Topic automatically created for discussing the designs at:
https://covid.postera.ai/covid/submissions/MAT-POS-fa06b69f
@mc-robinson, Daren will release a structure for this one. Was is designed knowing it had a covalent warhead?
It dont think it has any covalent flags, and I certainly missed it when looking at the shipment, so no flags on CDD either
It required co-crystallisation to get the structure too so possibly less reactive that other warheads?
Hi @Daren_Fearon and @AnthonyA, what specific ID is this? Sorry it’s confusing that the comment is associated with the whole submission.
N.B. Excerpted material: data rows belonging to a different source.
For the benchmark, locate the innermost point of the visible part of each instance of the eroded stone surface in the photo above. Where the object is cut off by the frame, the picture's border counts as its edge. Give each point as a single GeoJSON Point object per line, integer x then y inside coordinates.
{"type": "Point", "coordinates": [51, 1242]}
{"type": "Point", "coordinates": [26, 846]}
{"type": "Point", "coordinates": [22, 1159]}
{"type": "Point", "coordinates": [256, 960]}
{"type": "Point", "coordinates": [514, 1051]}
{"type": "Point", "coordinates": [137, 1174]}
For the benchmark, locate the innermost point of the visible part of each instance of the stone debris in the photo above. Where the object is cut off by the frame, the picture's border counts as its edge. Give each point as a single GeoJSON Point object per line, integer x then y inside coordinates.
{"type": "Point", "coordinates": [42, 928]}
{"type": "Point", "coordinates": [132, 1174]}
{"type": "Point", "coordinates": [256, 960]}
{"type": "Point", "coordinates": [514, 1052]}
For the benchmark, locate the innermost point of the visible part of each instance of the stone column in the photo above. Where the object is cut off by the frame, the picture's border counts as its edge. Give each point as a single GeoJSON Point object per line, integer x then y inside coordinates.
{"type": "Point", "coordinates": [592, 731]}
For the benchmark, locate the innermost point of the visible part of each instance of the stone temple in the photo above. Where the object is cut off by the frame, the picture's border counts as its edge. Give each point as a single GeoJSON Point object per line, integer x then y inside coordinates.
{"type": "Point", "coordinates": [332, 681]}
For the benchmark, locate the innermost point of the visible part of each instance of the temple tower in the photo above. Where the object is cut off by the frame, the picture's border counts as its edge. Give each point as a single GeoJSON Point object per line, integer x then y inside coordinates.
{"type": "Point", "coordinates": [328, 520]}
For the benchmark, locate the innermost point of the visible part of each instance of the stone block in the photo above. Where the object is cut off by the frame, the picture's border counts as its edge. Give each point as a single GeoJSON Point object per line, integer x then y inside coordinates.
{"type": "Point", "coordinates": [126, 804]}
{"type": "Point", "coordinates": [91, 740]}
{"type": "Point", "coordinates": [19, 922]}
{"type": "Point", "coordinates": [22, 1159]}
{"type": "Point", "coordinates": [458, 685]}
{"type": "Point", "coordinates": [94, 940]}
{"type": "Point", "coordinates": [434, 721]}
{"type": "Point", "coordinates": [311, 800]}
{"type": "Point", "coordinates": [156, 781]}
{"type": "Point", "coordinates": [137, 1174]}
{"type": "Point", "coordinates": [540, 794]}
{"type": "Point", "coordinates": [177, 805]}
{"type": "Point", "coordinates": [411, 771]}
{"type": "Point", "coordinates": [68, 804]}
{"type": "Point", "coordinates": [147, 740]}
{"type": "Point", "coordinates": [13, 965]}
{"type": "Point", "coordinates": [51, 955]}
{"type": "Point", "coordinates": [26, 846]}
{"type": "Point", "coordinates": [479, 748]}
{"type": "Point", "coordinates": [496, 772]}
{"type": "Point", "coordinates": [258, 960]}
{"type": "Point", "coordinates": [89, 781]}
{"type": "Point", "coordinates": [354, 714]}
This is structurally related to the ene-rhodanines that cause PAINS filter advocates to spit feathers (and may even match a PAINS substructure). I would recommend (as I would for any structurally-novel hit) that you check reversibility, assess interference with readout and examine the concentration response carefully before committing resource to following up this hit. The reversibility check is i particularly important because it is not meaningful to compare IC50 values for reversible and irreversible inhibitors. In case it’s of interest, I have argued that the PAINS filter rhetoric is not actually supported by the data.
Thanks @pwkenny, it does indeed match that PAINS substructure as shown in the alerts here https://postera.ai/manifold/68b7d5c9-2dff-4eb1-b5bd-23da1dbf1c72/0/
@AnthonyA and @Daren_Fearon, that Michael acceptor must not have been caught by our covalent warhead, which cover more the “canonical warheads” in covalent drug discovery.
Given the “unattractiveness” of this hit (take that as you will), and our current focus on covalent compounds, I think this one was left behind.